SELP: A framework for implementing the perception–action loop in an AI agent

Speaker: Bonny Banerjee, Associate Professor, Institute for Intelligent Systems and Department of Electrical and Computer Engineering, University of Memphis

Date: 16 April 2026
YouTube link: https://youtu.be/uGPbWjWBx3g

In this talk, Bonny Banerjee spoke about SELP, a framework for implementing the perception–action loop in an AI agent. An agent is anything that can be viewed as perceiving its environment through sensors acting on that environment through actuators. The function that maps the percept sequence to the action is called the agent function. The goal of AI, at least in the field of AI agents, is to find out a smallish program that maps this percept sequence to the action.

The SELP cycle consists of four functions: (i) Surprise, (ii) Explain, (iii) Learn, and (iv) Predict.

At any point of time, the agent has an expectation from the environment; it is expecting some observations. When the actual observations come in, the agent computes the difference between the expected observations and the actual observations; here, the difference is not just subtraction; it can be complicated forms of difference and that difference gives it a surprise or prediction error.

The agent then tries to explain these errors; in order to explain, it can perform actions; for example, it can sample other agents or it can ask a large language model. This explain function is crucial and the agent can take time to do different actions to explain why the errors occurred. If it has inferred the causes and if it can explain the surprise, then it learns.
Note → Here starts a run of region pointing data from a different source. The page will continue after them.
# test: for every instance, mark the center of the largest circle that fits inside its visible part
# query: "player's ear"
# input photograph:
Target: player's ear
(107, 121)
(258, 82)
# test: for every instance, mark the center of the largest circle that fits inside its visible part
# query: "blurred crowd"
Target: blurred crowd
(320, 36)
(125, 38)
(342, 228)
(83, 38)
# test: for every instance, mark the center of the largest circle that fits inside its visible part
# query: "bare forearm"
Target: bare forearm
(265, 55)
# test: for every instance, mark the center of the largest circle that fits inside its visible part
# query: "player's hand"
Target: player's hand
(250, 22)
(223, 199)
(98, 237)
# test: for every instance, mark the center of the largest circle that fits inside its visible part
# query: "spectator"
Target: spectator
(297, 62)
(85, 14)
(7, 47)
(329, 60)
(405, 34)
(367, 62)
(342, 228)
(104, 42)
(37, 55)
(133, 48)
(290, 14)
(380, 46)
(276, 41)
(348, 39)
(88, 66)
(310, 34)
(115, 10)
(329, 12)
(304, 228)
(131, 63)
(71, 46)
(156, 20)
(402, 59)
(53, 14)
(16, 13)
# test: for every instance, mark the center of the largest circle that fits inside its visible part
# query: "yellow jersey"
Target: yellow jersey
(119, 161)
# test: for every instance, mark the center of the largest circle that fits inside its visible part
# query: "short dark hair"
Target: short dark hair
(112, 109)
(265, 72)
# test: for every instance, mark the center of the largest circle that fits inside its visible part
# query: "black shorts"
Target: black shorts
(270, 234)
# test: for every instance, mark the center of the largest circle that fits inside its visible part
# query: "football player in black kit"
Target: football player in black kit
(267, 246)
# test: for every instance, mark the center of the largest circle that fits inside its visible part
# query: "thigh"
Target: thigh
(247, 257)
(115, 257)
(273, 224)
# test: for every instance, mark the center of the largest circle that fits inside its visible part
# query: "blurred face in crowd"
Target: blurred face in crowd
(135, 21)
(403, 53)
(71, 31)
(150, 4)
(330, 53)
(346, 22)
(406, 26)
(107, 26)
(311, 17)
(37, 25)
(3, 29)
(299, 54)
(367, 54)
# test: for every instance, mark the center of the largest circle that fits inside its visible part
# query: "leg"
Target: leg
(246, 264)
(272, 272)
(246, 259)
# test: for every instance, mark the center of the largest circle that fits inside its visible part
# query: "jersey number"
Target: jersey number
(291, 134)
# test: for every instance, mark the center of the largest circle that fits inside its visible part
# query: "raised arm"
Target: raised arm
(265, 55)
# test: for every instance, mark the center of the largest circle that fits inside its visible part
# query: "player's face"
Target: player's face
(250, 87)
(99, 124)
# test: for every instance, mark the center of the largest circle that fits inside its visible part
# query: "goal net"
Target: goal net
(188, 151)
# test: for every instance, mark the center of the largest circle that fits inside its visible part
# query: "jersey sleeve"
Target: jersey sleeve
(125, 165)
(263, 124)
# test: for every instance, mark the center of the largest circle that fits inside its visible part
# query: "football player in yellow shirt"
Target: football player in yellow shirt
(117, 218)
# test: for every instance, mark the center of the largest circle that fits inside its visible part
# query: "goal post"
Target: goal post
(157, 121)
Then, using the updated internal model, it predicts what the next observation is going to be. If it cannot explain, it does not have the inferred causes, then no learning occurs, and it continues to predict using the existing model.
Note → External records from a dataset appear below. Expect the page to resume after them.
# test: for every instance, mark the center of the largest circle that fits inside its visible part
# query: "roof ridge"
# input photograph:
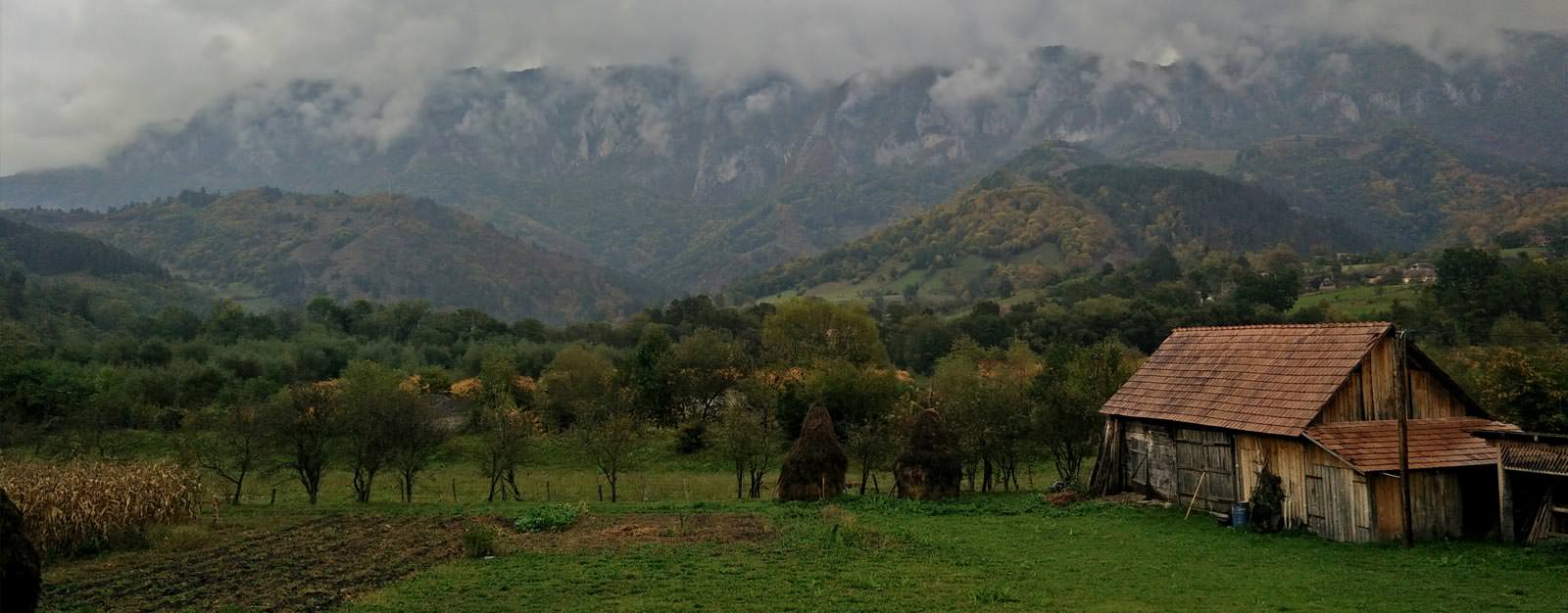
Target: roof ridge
(1294, 325)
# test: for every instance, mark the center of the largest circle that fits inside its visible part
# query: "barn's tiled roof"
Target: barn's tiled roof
(1434, 443)
(1269, 380)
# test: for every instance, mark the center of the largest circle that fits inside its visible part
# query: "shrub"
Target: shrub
(478, 542)
(690, 438)
(182, 537)
(929, 466)
(814, 466)
(88, 505)
(554, 518)
(847, 530)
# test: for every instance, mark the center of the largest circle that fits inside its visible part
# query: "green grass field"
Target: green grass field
(982, 552)
(1360, 302)
(996, 553)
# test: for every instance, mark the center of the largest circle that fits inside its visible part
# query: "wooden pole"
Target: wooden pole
(1402, 385)
(1201, 477)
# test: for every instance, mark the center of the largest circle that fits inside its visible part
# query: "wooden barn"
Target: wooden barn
(1316, 404)
(1533, 477)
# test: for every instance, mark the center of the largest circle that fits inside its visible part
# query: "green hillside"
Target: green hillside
(1403, 190)
(284, 247)
(43, 251)
(1051, 211)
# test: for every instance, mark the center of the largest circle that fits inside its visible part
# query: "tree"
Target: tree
(1066, 397)
(611, 435)
(805, 331)
(985, 399)
(302, 420)
(702, 369)
(576, 381)
(749, 433)
(502, 430)
(645, 372)
(229, 441)
(373, 403)
(413, 440)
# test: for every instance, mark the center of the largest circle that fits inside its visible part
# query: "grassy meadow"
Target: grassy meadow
(1007, 552)
(679, 542)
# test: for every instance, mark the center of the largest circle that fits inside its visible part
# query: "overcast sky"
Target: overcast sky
(78, 77)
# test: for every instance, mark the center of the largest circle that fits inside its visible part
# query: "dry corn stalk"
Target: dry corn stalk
(88, 503)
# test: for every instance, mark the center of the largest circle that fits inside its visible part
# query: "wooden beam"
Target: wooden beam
(1402, 386)
(1504, 503)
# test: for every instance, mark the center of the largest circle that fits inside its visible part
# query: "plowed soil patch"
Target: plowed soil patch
(598, 532)
(306, 566)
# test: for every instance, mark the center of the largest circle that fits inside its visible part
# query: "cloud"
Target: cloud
(78, 77)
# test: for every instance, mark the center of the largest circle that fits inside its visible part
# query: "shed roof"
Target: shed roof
(1269, 380)
(1434, 443)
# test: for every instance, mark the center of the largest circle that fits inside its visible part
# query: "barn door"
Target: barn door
(1206, 458)
(1152, 459)
(1333, 497)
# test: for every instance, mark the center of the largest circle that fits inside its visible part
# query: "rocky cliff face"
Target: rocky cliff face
(653, 169)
Banerjee presented a general-purpose (or foundational) embodied predictive AI agent model and applied it to six different applications, namely (i) detecting unusual objects, actions, and events in surveillance videos; (ii) learning to produce speech similar to a human infant; (iii) learning to generate handwritten numerals and alphabets; (iv) learning to predict intent during physical interaction with other agents; (v) learning to recognise emotion in speech; and (vi) learning when and with whom to communicate.

The model is inherently multimodal, consisting of perceptual and proprioceptive pathways. Thus, it monitors its own body just as it monitors its external environment. It can be easily extended to any number of modalities. It was found that the same model yields accuracy comparable to the state-of-the-art or better on benchmark datasets in all applications and data types. The model is more efficient than the state-of-the-art in each application in terms of model size (number of trainable parameters), data size (% data observed in each glimpse on average to make inference), and training time.